# Three Rivers, Ca



## MGWorley (May 29, 2005)

Just got back from four a day stay at Kaweah Park Resort. First time. Located seven miles from entrance to Sequoia National Park.

http://www.kaweahparkresort.com/index.htm

Very clean ... full hookups ... cable, swimming pool, etc..

BUT, won't be going back, most sites are to close together. Was not able to put chairs and awning out.

Did meet my first fellow OBer though who was also a first timer at Kaweah.

Mike


----------



## mswalt (Sep 14, 2004)

> most sites are to close together. Was not able to put chairs and awning out.


That IS close together. Sorry you couldn't enjoy all the perks of camping in your Outback.

Mark


----------



## Beerman (Nov 14, 2005)

Thanks for the report on that CG. I have looked at that site online. I am heading to California Hot Springs this Friday. The CG is called Quail Valley RV Park. I will let you know how it is considering you are just down the street in So. Cal.

Beerman


----------



## HootBob (Apr 26, 2004)

I hate when you get a site and you can't put your awning out

Don


----------



## jlstew (May 29, 2004)

Beerman you will love the Quail Valley park.

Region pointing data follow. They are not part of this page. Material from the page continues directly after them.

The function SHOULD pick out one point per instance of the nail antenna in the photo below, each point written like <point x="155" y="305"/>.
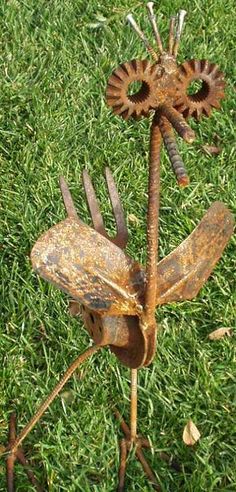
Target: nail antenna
<point x="172" y="34"/>
<point x="142" y="36"/>
<point x="152" y="18"/>
<point x="181" y="16"/>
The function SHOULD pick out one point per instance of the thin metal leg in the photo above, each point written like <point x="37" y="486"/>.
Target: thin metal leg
<point x="44" y="406"/>
<point x="10" y="461"/>
<point x="123" y="461"/>
<point x="67" y="198"/>
<point x="133" y="405"/>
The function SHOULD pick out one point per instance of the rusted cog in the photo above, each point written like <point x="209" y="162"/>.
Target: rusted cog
<point x="207" y="97"/>
<point x="140" y="103"/>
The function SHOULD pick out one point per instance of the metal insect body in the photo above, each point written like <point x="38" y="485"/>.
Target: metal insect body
<point x="118" y="297"/>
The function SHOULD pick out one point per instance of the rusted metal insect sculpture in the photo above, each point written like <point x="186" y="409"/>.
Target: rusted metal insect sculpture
<point x="118" y="297"/>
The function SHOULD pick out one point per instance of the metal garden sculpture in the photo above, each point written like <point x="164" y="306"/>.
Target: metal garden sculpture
<point x="118" y="297"/>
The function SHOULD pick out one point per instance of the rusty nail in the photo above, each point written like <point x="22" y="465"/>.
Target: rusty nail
<point x="152" y="18"/>
<point x="171" y="147"/>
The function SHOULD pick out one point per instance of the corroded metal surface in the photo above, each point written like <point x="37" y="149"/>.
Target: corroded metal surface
<point x="184" y="271"/>
<point x="207" y="97"/>
<point x="118" y="297"/>
<point x="83" y="263"/>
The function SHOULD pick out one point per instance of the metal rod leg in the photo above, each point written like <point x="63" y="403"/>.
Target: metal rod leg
<point x="44" y="406"/>
<point x="123" y="461"/>
<point x="133" y="405"/>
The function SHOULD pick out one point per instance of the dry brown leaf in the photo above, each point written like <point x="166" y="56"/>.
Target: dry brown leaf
<point x="74" y="308"/>
<point x="133" y="218"/>
<point x="191" y="434"/>
<point x="220" y="333"/>
<point x="2" y="450"/>
<point x="211" y="149"/>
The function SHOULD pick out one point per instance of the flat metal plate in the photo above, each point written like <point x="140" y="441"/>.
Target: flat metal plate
<point x="90" y="268"/>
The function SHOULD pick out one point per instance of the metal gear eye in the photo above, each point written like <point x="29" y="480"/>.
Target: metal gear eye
<point x="208" y="95"/>
<point x="119" y="96"/>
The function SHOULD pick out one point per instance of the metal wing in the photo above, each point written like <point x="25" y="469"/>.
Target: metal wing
<point x="183" y="272"/>
<point x="89" y="268"/>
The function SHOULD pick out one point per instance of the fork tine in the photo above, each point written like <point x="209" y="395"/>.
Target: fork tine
<point x="93" y="204"/>
<point x="122" y="233"/>
<point x="67" y="198"/>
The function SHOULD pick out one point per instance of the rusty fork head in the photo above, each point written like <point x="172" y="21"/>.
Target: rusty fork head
<point x="121" y="237"/>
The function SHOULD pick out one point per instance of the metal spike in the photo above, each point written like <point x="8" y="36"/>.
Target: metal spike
<point x="142" y="36"/>
<point x="152" y="18"/>
<point x="181" y="16"/>
<point x="122" y="231"/>
<point x="93" y="204"/>
<point x="172" y="34"/>
<point x="67" y="198"/>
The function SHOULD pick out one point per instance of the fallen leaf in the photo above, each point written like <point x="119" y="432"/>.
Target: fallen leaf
<point x="42" y="330"/>
<point x="220" y="333"/>
<point x="2" y="450"/>
<point x="133" y="218"/>
<point x="74" y="308"/>
<point x="191" y="434"/>
<point x="68" y="396"/>
<point x="211" y="149"/>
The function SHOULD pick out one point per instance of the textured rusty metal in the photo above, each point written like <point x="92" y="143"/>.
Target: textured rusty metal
<point x="184" y="271"/>
<point x="14" y="444"/>
<point x="17" y="455"/>
<point x="121" y="237"/>
<point x="172" y="150"/>
<point x="87" y="266"/>
<point x="178" y="122"/>
<point x="207" y="97"/>
<point x="118" y="297"/>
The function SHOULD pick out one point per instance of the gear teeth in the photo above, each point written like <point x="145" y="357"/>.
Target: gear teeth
<point x="208" y="96"/>
<point x="140" y="103"/>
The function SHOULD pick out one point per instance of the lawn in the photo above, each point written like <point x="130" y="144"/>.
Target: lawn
<point x="56" y="58"/>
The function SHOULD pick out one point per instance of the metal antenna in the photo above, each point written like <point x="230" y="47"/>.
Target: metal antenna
<point x="152" y="18"/>
<point x="142" y="36"/>
<point x="172" y="34"/>
<point x="181" y="16"/>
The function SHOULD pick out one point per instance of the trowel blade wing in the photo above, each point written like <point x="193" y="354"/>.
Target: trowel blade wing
<point x="183" y="272"/>
<point x="89" y="268"/>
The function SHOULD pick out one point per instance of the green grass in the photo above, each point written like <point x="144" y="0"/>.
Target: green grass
<point x="56" y="58"/>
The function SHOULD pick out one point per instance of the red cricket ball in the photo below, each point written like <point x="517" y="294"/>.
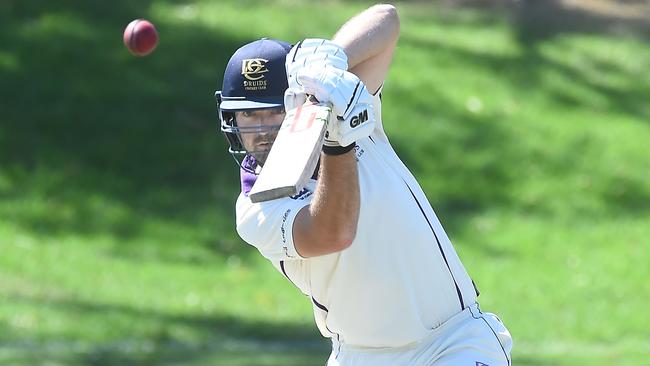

It is very nice and a lot of fun. That is where I go for my quick weekend getaways, only 45 minutes for me to get there. Take your fishing rod if you like to fish they have ponds there. Keep an eye out about dusk on the south side of the park for the big buck and his girlfriends that sometime wonder through the campground.


----------



## California Jim (Dec 11, 2003)

Bummer Mike. We stopped going to Bolsa Chica for the same reason.


----------



## Oregon_Camper (Sep 13, 2004)

Are you saying there isn't enough space between trailers to put up the awning? Yikes!!


----------



## MGWorley (May 29, 2005)

Oregon_Camper said:


> Are you saying there isn't enough space between trailers to put up the awning? Yikes!!
> [snapback]116541[/snapback]​


The "site" we had was not wide enough to put out the awning due to trees.

Mike


----------